Update inner ear analysis

computational-cell-analytics · SarahMuth · Oct 23, 2024 · Oct 28, 2024 · Oct 28, 2024 · Oct 28, 2024
commit ad4741b72b3a36041d341f55a6bf0269c20ed3d5
diff --git a/scripts/inner_ear/analysis/.gitignore b/scripts/inner_ear/analysis/.gitignore
@@ -0,0 +1,2 @@
+panels/
+*.zip
diff --git a/scripts/inner_ear/analysis/analyze_distances.py b/scripts/inner_ear/analysis/analyze_distances.py
@@ -6,17 +6,91 @@
 
 
 def for_tomos_with_annotation():
-    manual_assignments, automatic_assignments = get_measurements_with_annotation()
-    breakpoint()
+    manual_assignments, semi_automatic_assignments, automatic_assignments = get_measurements_with_annotation()
 
+    manual_distances = manual_assignments[
+        ["pool", "ribbon_distance [nm]", "pd_distance [nm]", "boundary_distance [nm]"]
+    ]
+    manual_distances["approach"] = ["manual"] * len(manual_distances)
 
-# def for_all_tomos():
-#     automatic_assignments = get_all_measurements()
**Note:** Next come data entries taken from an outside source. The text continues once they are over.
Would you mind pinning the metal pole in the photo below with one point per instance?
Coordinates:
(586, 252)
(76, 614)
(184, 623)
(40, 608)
+    semi_automatic_distances = semi_automatic_assignments[
+        ["pool", "ribbon_distance [nm]", "pd_distance [nm]", "boundary_distance [nm]"]
+    ]
+    semi_automatic_distances["approach"] = ["semi_automatic"] * len(semi_automatic_distances)
+
+    automatic_distances = automatic_assignments[
+        ["pool", "ribbon_distance [nm]", "pd_distance [nm]", "boundary_distance [nm]"]
+    ]
+    automatic_distances["approach"] = ["automatic"] * len(automatic_distances)
+
+    distances = pd.concat([manual_distances, semi_automatic_distances, automatic_distances])
+    distances.to_excel("./results/distances_with_manual_annotations.xlsx", index=False)
+
+    pools = pd.unique(distances["pool"])
+    dist_cols = ["ribbon_distance [nm]", "pd_distance [nm]", "boundary_distance [nm]"]
+
+    fig, axes = plt.subplots(3, 3)
+
+    # multiple = "stack"
+    multiple = "layer"
+
+    structures = ["Ribbon", "PD", "Boundary"]
+    for i, pool in enumerate(pools):
+        pool_distances = distances[distances["pool"] == pool]
+        for j, dist_col in enumerate(dist_cols):
+            ax = axes[i, j]
+            ax.set_title(f"{pool} to {structures[j]}")
+            sns.histplot(
+                data=pool_distances, x=dist_col, hue="approach", multiple=multiple, kde=False, ax=ax
+            )
+            ax.set_xlabel("distance [nm]")
+
+    fig.tight_layout()
+    plt.show()
+
+
+def for_all_tomos():
+    semi_automatic_assignments, automatic_assignments = get_all_measurements()
+
+    semi_automatic_distances = semi_automatic_assignments[
+        ["pool", "ribbon_distance [nm]", "pd_distance [nm]", "boundary_distance [nm]"]
+    ]
+    semi_automatic_distances["approach"] = ["semi_automatic"] * len(semi_automatic_distances)
+
+    automatic_distances = automatic_assignments[
+        ["pool", "ribbon_distance [nm]", "pd_distance [nm]", "boundary_distance [nm]"]
+    ]
+    automatic_distances["approach"] = ["automatic"] * len(automatic_distances)
+
+    distances = pd.concat([semi_automatic_distances, automatic_distances])
+    distances.to_excel("./results/distances_all_tomograms.xlsx", index=False)
+
+    pools = pd.unique(distances["pool"])
+    dist_cols = ["ribbon_distance [nm]", "pd_distance [nm]", "boundary_distance [nm]"]
+
+    fig, axes = plt.subplots(3, 3)
+
+    # multiple = "stack"
+    multiple = "layer"
+
+    structures = ["Ribbon", "PD", "Boundary"]
+    for i, pool in enumerate(pools):
+        pool_distances = distances[distances["pool"] == pool]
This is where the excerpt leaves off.